‘A tribute?’

Verlaine nodded. There was tension in his voice, fear in his tone. ‘I had to make something disappear quietly, you get me?’

Hartmann realized what had happened: Verlaine had made a trade with Feraud.

‘Better that I don’t know anything,’ he said.

‘Too damned right,’ Verlaine replied, and eased the car off the main freeway and down a slip road that would take them towards Feraud’s territory.

Within half a mile Hartmann felt it: Feraud’s presence. Smells like Cipliano’s office, he thought. Smells like dead bodies, bloated and rank, and no matter if the air-con has been running all night it’s a smell that you can’t escape.
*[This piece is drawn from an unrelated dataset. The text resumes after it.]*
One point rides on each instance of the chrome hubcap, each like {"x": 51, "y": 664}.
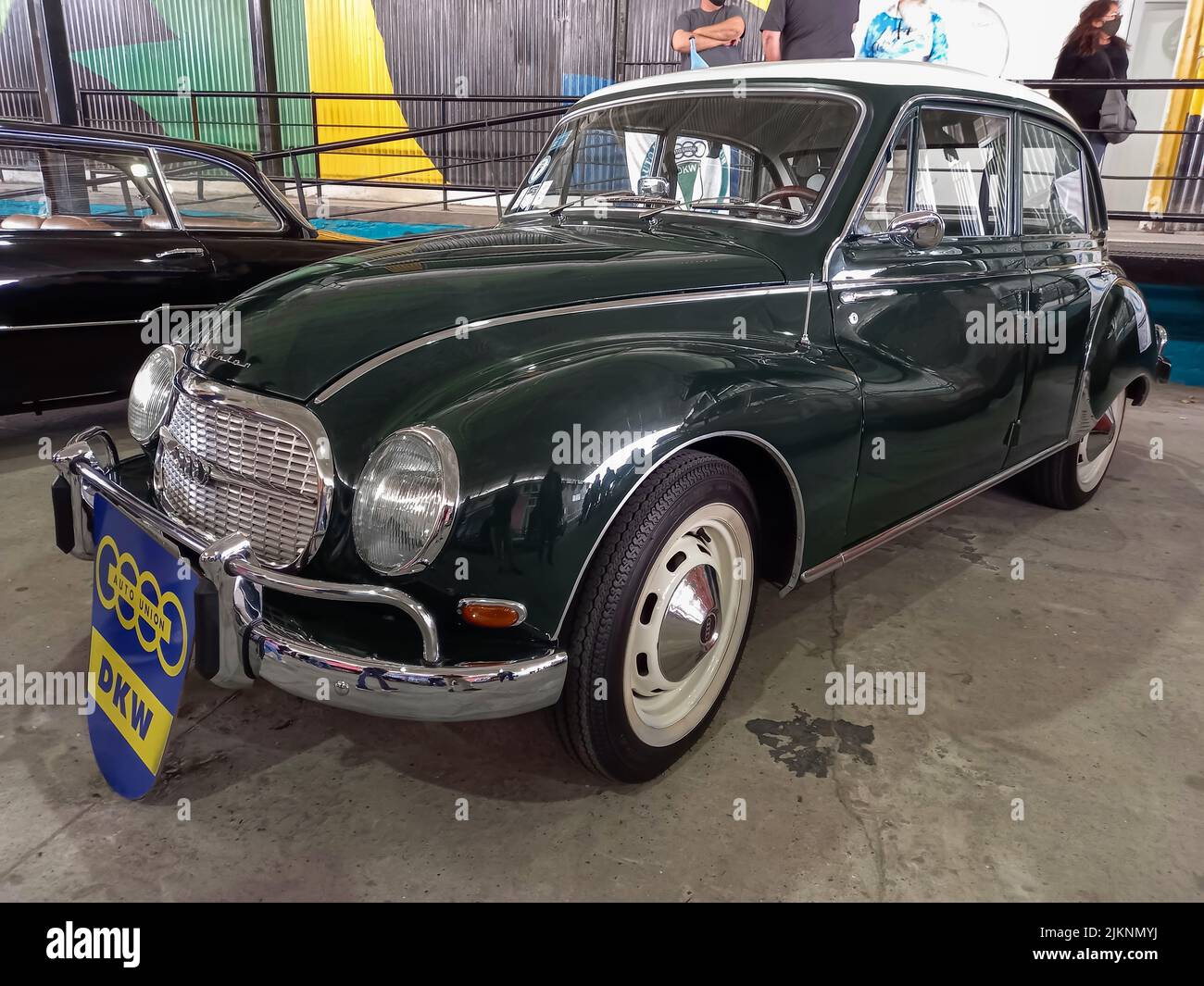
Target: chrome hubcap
{"x": 1097, "y": 445}
{"x": 689, "y": 624}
Even when you leave it’s there on your clothes.

A quarter-mile from Feraud’s house and Hartmann felt a sudden and necessary urge to turn back, to tell Verlaine that he had been wrong, that he didn’t want to do this, that he’d decided it wouldn’t be a good idea to do anything that might jeopardize the federal investigation. The thought was there but the words didn’t come… and later he would think that even though he felt these things he also knew, in his heart of hearts, that he was prepared to do almost anything to see this come to an end.

And so he said nothing, and Verlaine kept driving, and before long they were slowing down and shuddering to a halt at the side of the mud-rutted road that ran alongside the edge of Feraud’s property.

‘You ready for this?’ Verlaine asked.

Hartmann shook his head. ‘No, and I don’t think I ever will be.’

‘Feeling’s mutual.’

Hartmann opened the door and stepped out. The clouds he’d seen on the horizon were now directly overhead. He shivered at the feeling that came with the smell, the breathlessness around him, the feeling that everything was tightening claustrophobically. This place had the power to invade the senses, to invade the mind and the heart. This place provoked images and sounds and memories that he had believed gone, but they were not gone, never had been, and he knew that Louisiana and all it represented would be eternally a part of who he was. Like a fingerprint on the soul. This was his past, and however hard and fast he might run from it, it would never leave him. The simplicity was that it was always one step ahead, and wherever he might turn it was there waiting.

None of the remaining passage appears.